On the Economic Stimulus Plan II - 1,000 by $200,000

Wednesday, February 18, 2009 by David Castor

Earlier this week I wrote a post on my issues with the Economic Stimulus Plan passed by our Congressional and Senate leaders last week (and signed by our President yesterday).  Sorry – I don’t use this Blog to rant often, but this one ticked me off.  In the post I noted that $200M of the funds designated to Indiana are set aside with few strings attached. 

Former President Clinton summarized the three goals of the bill on Larry King last night:


1.  Put money in people's pockets who are in trouble now (e.g., extended unemployment benefits, modest tax cuts, increase in food stamps…).

2.  Give a chunk of money to State and Local governments for economic development.

3.  Create jobs through existing road and bridge contracts, through rail improvements, through modernization and especially through clean energy and energy efficiency.


Don’t get me wrong, I don't have a problem with any of these goals – but the point of the bill is to stimulate the economy not just create government jobs or extend welfare.  Those are right actions but for separate laws! 

Political and business leaders have come out of the woodwork with their ideas of how to spend the State funds (#2 above) – everything from improving 3rd tier city airports, to fixing up county roads to granting money to the failing recreational vehicle (RV) industry.

The number one driver for stimulating the economy is the promotion of innovation and entrepreneurship in our cities.  With that in mind, here is an idea for how the funds should be applied:

Imagine 1,000, $200,000 grants to emerging businesses.  Think about that for a second.  $200M divided by 1,000 is $200k - that would be 1,000 Indiana businesses that would be given REAL and DIRECT help by our State to advance innovation.

Change the numbers if you want – 500 $400,000 grants, or 200 $1,000,000 grants – doesn’t matter.  Key is, the money would be going directly to factors that actually stimulate the economy.

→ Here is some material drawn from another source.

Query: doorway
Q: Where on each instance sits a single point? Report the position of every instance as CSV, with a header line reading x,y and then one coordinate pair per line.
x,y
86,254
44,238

In my entrepreneurial law / funding law practice I have seen tons of start-up and emerging companies that would kill for a cash infusion like this – even if strings were attached and the money could only be applied to innovation initiatives.  This is especially true with my clients in innovative markets (e.g. Indiana technology, SaaS and software licensing).  This can be the difference of whether or not a business gets a good product to market.  As revenues and profitability grow, jobs are created… this leads to increased employment… which leads to increased community income… which leads to increased spending… which leads to a better economy.